I have a table like this:
date number system_id 1 33.1 1 2 24.2 1 3 14.1 1 4 15.5 1 5 1113 1 1 4513 2 2 53.4 2 3 24.8 2 4 13.12 2 5 3333 2
that I transform in this format I need:
[ [date 1, number in date 1 (of system_id 1), number in date 1 (of system_id 2), number in date 1 (of system_id 3), ...], [date 2, number 2 (of system_id 1), number 2 (of system_id 2), number 2 (of system_id 3), ...], [date 3, number 3 (of system_id 1), number 3 (of system_id 2), number 3 (of system_id 3), ...], [date 4, number 4 (of system_id 1), number 4 (of system_id 2), number 4 (of system_id 3), ...], [...] ]
with this query:
SELECT date, STRING_AGG(number::character varying, ',' order by system_id asc) as n FROM MyTable GROUP BY date
So far so good, assuming all systems_ids
have the same number of dates
. However, this might not be the case. Let’s add a row to the db:
date number system_id 6 1234 2
My result now looks like this:
[ [1, 33.1, 4513], [2, 24.2, 53.4], ... [6, 1234] ]
This is really problematic because I rely on the order of the numbers to represent different systems_ids.
["date", "system_id_1", "system_id_2"]
How can I fill a default value when there’s not a value to aggregrate?
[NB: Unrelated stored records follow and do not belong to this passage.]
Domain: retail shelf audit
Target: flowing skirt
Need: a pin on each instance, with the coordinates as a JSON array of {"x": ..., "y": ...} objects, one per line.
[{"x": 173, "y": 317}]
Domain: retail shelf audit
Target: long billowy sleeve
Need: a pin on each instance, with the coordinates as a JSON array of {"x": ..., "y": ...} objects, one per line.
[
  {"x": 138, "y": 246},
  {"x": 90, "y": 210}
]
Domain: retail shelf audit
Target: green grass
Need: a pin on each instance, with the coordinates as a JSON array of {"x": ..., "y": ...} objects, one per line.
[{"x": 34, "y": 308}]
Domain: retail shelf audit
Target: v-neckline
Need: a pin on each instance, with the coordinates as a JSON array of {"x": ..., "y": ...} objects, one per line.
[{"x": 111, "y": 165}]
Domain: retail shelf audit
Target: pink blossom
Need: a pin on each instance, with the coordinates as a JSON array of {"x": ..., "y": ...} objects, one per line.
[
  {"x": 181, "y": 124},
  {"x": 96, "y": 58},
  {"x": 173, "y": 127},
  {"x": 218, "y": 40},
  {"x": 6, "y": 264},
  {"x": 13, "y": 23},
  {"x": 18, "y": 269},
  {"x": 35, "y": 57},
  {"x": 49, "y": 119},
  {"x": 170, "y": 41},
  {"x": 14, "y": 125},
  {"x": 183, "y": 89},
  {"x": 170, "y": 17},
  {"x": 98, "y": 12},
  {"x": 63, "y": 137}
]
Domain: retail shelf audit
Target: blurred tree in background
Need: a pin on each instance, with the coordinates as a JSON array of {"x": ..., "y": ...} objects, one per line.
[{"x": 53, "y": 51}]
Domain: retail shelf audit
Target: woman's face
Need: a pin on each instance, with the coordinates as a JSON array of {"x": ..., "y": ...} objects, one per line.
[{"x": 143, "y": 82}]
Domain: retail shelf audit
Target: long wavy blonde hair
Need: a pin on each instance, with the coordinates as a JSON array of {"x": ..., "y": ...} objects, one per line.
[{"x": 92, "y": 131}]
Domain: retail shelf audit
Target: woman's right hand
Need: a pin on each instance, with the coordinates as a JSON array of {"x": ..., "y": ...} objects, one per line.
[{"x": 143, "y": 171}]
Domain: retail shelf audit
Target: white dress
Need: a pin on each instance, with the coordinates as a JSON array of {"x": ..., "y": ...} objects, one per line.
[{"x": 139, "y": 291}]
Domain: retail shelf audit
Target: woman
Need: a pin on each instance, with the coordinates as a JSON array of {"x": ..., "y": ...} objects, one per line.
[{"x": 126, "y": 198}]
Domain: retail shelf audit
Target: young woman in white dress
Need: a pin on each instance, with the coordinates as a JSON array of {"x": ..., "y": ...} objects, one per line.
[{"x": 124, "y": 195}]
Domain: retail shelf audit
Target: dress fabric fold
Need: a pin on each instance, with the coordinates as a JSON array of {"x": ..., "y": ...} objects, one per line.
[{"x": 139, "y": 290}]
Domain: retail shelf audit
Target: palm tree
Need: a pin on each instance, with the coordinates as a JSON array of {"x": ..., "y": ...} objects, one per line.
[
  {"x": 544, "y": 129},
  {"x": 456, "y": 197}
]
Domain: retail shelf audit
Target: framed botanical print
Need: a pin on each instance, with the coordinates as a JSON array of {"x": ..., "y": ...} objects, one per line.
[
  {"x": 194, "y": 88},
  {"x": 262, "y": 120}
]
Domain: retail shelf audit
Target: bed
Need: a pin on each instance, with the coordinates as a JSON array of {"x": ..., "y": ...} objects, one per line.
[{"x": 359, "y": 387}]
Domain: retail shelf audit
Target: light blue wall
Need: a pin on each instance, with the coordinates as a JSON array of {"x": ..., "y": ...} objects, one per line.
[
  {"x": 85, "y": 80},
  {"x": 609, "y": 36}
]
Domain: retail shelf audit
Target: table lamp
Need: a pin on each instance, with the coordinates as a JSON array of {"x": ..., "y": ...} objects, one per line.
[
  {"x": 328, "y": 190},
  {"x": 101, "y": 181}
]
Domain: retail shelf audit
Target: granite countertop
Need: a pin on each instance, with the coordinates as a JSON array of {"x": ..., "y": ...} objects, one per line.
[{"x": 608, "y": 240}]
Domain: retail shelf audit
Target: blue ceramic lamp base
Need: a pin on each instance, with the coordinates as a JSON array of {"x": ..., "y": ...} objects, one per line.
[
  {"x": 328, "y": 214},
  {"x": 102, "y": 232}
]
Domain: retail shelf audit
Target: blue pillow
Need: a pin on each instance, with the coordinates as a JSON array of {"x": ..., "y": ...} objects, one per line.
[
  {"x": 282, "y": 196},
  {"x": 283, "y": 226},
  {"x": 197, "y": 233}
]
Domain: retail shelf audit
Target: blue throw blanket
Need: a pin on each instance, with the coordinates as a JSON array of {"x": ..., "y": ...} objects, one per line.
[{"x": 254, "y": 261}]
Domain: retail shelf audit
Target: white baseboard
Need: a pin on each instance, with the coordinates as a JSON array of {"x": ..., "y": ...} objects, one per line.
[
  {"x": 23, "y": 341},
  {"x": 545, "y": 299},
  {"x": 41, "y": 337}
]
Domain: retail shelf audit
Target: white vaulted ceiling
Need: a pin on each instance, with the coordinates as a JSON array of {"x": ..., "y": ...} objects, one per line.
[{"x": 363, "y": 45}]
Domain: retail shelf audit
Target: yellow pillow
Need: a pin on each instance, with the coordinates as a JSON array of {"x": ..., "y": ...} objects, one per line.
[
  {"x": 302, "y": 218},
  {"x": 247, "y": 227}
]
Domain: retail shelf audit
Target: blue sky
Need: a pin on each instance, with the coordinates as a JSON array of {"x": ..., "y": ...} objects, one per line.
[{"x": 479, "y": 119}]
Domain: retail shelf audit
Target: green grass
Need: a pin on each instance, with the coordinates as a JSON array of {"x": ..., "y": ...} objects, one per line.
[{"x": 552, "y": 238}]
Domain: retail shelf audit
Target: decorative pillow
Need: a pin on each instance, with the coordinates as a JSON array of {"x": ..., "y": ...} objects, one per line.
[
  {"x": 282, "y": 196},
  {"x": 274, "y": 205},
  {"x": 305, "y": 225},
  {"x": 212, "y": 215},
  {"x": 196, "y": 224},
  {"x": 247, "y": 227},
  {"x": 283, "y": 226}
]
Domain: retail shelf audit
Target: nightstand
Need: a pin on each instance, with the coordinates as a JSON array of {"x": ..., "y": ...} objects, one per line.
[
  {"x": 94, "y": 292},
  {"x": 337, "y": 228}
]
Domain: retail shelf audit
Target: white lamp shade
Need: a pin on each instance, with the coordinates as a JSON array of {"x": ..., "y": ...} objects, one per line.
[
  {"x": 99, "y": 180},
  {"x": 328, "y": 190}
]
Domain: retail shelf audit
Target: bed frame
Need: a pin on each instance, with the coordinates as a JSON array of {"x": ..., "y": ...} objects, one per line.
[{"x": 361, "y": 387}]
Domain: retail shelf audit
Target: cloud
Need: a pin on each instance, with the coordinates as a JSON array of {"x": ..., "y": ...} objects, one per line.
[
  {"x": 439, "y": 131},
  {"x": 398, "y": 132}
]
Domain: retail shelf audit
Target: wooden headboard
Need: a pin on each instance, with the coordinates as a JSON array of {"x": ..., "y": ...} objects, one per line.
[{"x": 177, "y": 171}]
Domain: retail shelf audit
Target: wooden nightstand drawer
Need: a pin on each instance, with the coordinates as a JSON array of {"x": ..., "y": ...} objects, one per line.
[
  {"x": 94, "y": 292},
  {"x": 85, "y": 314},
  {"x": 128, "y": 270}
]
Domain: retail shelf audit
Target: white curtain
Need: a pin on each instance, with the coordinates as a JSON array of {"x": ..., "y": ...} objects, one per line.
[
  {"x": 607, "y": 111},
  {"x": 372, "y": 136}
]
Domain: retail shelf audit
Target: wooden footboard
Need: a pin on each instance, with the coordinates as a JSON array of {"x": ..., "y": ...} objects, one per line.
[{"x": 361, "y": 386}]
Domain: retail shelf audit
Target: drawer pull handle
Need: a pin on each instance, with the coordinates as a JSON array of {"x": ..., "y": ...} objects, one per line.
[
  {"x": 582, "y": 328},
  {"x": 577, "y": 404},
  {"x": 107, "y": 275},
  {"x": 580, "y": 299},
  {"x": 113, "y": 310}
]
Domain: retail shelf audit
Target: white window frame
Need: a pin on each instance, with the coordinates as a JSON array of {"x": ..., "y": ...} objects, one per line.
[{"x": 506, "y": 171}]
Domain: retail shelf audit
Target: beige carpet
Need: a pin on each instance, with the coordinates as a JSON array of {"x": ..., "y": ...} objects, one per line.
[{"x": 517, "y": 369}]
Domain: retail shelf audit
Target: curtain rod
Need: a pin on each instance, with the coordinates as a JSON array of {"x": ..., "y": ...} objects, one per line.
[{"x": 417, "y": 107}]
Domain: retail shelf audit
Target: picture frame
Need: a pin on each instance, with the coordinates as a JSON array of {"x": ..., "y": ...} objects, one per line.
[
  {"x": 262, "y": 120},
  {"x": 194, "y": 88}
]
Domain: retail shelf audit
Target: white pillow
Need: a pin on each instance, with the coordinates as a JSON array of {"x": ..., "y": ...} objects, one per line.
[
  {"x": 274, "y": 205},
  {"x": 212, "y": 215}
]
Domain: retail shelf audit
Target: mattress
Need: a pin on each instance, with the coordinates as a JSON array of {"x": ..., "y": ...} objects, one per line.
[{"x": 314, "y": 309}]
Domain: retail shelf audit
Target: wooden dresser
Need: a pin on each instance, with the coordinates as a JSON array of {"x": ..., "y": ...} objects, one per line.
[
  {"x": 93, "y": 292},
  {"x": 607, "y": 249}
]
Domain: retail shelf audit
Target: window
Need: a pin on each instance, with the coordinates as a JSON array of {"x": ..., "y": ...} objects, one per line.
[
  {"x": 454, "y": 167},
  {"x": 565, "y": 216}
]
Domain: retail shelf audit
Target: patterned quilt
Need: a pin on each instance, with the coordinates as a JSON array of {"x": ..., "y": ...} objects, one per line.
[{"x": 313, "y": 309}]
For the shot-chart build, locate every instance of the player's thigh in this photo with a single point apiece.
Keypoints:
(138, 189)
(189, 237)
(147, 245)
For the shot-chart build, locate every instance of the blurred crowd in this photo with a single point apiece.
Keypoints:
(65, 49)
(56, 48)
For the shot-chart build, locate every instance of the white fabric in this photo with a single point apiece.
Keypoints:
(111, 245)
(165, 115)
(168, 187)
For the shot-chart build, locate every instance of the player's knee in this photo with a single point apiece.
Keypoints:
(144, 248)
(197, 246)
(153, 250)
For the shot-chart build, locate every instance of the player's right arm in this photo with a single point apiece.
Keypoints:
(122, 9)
I need row 6 in my result to look like this [6, 0, 1234]
or this [6, NaN, 1234]
or whatever is considered a good practice would be fine. Though it is paramount that the order ["date", "system_id_1", "system_id_2"]
is always respected.
Alternatively, it’d be ok to skip the whole row. To do so, I could call
SELECT date, STRING_AGG(number::character varying, ',' order by system_id asc) as n COUNT(date) as dates_count FROM MyTable GROUP BY date
And somehow exclude all rows where dates_count
is not equal to MAX(dates_count)
. But how?
Advertisement
Answer
You can generate the rows using a cross join
. Then bring in the data and aggregate:
select d.date, string_agg( coalesce(t.number::character varying, ''), ',' order by s.system_id asc) as numbers from (select distinct system_id from mytable) s cross join (select distinct date from mytable) d left join mytable t on t.system_id = s.system_id and t.date = s.date group by d.date;
I would also suggest that you use arrays rather than strings for this purpose.
EDIT:
Or, to skip the incomplete rows:
with ds as ( select date, string_agg(number::character varying, ',' order by system_id asc) as n, count(*) as num_system_ids, max(count(*)) over () as max_num_system_ids from MyTable group by date ) select ds.date, ds.n from ds where ds.num_system_ids = ds.max_num_system_ids;